Polymarket — the platform that bills itself as “where markets seek truth” — is now being sued for allegedly rewriting the truth after traders already had the receipts. Two users filed suit in New York’s Supreme Court, claiming the prediction market giant resolved an $80 million bet as “No” despite an SEC filing proving the opposite.
The lawsuit, filed on 3 July 2026 by Burwick Law on behalf of traders William Wood and Thomas Bush, targets Adventure One QSS Inc., Blockratize Inc., CEO Shayne Coplan, and CMO Matthew Modabber. The complaint centres on a prediction market resolution that has sent shockwaves through the entire prediction market industry — and it could not have come at a worse time for Polymarket.

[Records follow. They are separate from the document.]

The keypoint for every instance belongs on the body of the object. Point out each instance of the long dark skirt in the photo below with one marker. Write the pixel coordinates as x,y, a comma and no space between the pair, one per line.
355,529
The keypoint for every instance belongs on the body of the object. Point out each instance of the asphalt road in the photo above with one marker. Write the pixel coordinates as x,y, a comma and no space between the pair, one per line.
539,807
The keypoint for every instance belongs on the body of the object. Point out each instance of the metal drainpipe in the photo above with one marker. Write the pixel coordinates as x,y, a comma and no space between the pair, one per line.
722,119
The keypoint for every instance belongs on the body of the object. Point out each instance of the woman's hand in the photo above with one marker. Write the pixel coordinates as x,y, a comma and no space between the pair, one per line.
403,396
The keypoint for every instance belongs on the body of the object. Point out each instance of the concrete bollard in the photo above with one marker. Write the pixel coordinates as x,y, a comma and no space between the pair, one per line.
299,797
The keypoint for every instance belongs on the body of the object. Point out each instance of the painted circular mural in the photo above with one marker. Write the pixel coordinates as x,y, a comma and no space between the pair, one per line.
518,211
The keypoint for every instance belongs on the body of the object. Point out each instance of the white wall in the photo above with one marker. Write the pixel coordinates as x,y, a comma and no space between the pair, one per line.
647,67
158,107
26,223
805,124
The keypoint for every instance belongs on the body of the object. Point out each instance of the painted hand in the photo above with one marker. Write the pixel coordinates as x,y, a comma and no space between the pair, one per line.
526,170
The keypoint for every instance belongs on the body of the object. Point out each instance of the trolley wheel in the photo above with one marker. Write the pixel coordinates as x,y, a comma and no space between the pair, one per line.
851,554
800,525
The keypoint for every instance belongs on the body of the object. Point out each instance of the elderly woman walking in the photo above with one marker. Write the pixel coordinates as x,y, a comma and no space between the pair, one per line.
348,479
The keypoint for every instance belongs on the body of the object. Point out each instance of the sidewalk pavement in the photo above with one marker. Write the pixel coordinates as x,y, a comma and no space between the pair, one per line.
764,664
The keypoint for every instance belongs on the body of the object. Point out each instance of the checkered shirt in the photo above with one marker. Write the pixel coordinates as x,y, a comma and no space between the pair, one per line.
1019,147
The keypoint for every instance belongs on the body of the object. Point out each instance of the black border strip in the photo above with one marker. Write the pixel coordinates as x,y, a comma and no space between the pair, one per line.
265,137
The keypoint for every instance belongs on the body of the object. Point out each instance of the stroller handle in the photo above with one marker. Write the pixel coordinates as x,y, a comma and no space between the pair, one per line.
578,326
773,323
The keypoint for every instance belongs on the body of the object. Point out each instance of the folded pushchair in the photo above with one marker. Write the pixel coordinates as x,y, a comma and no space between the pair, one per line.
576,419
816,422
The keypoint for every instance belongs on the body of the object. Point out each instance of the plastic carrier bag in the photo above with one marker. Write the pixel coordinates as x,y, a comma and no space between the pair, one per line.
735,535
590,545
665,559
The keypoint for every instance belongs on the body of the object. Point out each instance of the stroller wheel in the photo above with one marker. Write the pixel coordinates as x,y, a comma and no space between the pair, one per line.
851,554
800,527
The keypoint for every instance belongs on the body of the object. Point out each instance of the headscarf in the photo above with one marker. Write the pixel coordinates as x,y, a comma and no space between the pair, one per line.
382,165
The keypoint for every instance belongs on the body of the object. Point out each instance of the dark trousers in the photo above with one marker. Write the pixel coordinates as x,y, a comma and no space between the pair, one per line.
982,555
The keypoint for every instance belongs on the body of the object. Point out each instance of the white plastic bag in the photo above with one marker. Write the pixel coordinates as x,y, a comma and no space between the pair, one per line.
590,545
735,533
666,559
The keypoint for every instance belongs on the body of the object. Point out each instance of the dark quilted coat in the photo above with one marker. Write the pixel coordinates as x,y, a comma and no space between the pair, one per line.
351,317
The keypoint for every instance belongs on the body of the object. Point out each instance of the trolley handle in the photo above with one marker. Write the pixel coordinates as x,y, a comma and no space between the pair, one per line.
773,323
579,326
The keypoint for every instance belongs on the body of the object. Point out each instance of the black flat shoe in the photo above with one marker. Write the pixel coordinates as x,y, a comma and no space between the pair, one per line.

The $80 Million Bet That Went Wrong
The Polymarket market in question asked a straightforward question: “Will Strategy (formerly MicroStrategy) sell any of its Bitcoin by 31 May 2026?” Traders placed roughly $80 million in wagers, and the plaintiffs backed “Yes.”
Here’s where it gets controversial. Strategy’s SEC Form 8-K filing disclosed the sale of 32 BTC during the period ending 31 May 2026. For most reasonable observers, that should have settled the matter.

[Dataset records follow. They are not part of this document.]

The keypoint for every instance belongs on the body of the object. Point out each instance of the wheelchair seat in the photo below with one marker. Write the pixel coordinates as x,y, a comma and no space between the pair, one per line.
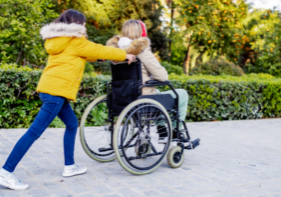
126,86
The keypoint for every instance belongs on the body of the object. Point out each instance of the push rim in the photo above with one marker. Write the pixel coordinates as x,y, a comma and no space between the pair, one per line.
142,164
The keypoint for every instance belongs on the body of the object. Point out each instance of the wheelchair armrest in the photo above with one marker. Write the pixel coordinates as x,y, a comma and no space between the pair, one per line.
158,83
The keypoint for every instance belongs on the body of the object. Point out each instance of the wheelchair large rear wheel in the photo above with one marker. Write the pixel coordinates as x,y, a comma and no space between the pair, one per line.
140,151
95,131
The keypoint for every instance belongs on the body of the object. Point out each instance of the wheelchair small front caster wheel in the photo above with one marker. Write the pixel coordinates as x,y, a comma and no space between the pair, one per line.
174,157
142,148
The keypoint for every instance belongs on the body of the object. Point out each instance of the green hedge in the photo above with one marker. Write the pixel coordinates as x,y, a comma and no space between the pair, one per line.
210,97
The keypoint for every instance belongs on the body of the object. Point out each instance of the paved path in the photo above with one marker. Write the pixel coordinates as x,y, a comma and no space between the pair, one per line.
236,158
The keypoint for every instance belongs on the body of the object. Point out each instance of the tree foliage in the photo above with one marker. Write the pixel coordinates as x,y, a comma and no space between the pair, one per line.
20,23
215,26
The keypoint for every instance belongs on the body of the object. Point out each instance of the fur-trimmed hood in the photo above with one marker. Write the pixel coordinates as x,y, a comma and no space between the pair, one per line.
61,34
136,47
54,30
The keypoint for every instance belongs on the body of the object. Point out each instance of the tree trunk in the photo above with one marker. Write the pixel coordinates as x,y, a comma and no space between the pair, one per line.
186,61
171,31
19,54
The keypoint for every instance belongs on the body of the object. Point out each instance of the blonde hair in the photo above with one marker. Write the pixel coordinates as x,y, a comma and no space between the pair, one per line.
132,29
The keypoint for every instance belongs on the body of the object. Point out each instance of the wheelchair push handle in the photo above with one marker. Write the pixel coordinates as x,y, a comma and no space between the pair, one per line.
158,83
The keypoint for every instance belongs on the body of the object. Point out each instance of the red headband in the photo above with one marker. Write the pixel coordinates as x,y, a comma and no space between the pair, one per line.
143,34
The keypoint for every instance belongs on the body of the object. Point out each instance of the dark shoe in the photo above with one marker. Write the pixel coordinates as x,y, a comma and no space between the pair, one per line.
162,130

But Polymarket didn’t see it that way.
According to the complaint, the platform resolved the market as “No” — and only after introducing additional language that allegedly changed the resolution standard entirely. The new requirement? A “public announcement” confirming the sale by the deadline. The SEC filing, apparently, didn’t count.

Post-Hoc Rule Changes and the Trust Crisis
The legal claims are damning. Burwick Law alleges breach of contract, breach of the implied covenant of good faith and fair dealing, unjust enrichment, deceptive acts and practices under New York GBL §§ 349 and 350, and false advertising. The plaintiffs seek damages, treble damages where available, injunctive relief, and attorneys’ fees.

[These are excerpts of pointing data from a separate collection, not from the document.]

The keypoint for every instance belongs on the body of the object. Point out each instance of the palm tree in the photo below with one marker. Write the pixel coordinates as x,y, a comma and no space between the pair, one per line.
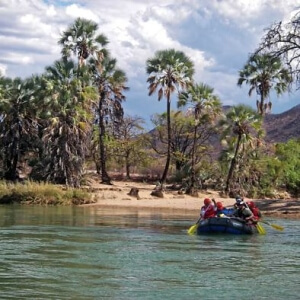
110,82
206,106
242,128
80,39
169,71
69,125
262,73
18,121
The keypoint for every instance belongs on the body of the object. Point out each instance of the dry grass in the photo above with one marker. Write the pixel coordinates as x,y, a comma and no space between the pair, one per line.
42,194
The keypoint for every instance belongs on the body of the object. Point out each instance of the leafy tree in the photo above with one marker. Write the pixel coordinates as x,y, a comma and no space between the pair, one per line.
128,146
169,71
242,129
18,121
181,128
81,39
205,106
110,82
282,41
262,73
69,124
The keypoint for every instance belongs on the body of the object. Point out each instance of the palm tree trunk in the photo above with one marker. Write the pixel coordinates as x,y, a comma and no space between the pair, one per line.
193,173
232,165
164,176
104,176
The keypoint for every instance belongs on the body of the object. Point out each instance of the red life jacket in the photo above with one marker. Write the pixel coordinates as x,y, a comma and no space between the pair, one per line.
255,211
208,212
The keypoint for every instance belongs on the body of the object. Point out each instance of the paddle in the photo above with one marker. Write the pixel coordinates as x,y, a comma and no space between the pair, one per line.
275,226
193,228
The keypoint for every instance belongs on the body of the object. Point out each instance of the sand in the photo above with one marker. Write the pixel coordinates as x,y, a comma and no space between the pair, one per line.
116,196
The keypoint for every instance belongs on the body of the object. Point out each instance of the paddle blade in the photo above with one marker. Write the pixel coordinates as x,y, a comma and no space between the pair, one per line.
192,229
278,227
260,229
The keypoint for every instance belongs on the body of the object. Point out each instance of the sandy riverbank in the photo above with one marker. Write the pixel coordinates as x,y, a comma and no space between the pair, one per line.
116,196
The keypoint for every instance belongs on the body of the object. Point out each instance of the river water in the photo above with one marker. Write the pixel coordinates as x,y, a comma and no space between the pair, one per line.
94,253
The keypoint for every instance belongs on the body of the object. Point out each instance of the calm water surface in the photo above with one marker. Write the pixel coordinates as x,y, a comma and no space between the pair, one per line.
91,253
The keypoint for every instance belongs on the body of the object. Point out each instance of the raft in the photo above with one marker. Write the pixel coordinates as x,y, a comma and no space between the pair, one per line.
225,225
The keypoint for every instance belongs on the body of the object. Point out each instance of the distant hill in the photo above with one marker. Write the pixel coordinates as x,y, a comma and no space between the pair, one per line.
283,127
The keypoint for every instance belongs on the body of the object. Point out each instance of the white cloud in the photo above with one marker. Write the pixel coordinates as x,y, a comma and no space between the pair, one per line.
217,35
2,70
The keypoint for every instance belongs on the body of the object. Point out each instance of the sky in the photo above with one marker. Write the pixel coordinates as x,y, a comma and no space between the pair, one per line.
218,36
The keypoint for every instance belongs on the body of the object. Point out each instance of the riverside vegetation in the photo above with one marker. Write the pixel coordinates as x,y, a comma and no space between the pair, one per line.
55,125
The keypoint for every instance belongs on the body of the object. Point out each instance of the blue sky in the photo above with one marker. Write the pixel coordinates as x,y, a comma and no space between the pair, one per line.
218,35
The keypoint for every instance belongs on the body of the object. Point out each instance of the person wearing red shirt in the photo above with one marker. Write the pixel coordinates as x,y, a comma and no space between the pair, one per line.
255,210
208,210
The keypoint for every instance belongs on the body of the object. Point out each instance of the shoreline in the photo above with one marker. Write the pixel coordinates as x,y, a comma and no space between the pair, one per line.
117,197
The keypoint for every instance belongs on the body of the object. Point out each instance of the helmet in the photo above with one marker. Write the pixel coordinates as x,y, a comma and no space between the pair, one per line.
251,204
207,201
219,205
238,199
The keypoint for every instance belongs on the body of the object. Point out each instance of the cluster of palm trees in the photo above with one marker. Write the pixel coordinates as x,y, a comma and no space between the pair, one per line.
171,72
55,117
52,116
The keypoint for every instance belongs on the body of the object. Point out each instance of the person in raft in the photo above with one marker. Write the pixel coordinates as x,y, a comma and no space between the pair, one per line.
208,210
243,212
222,211
255,210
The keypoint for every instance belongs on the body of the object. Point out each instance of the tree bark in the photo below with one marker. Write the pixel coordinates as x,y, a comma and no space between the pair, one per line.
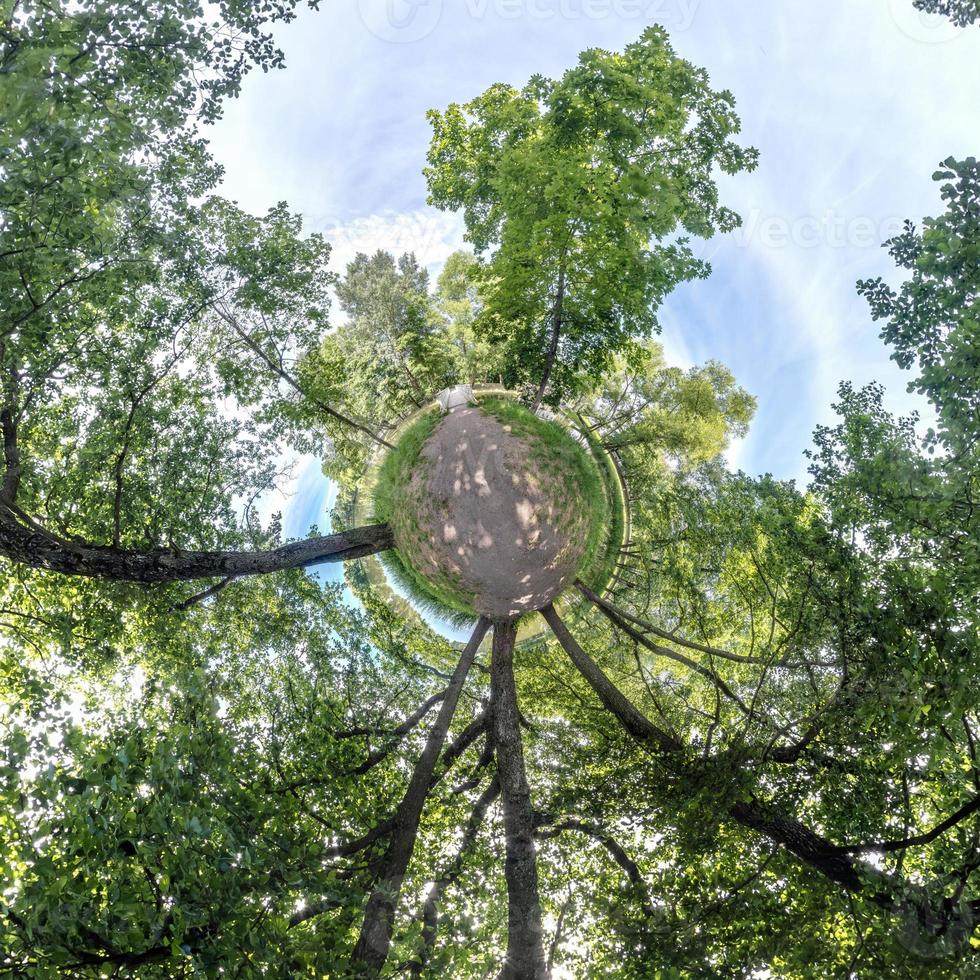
31,545
556,324
632,719
813,850
525,947
619,619
430,912
374,942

The core allegation is that Polymarket engaged in what amounts to moving the goalposts after the game was already over. The market’s original rule stated it would resolve “Yes” if MicroStrategy sold any Bitcoin by 11:59 p.m. ET on the specified date. When the outcome became clear via Strategy’s own regulatory filing, the platform allegedly introduced a new criterion that hadn’t existed when traders placed their bets.
This isn’t just a contractual dispute. It strikes at the philosophical foundation of prediction markets: that outcomes are determined by pre-agreed, objective criteria, not by platform discretion.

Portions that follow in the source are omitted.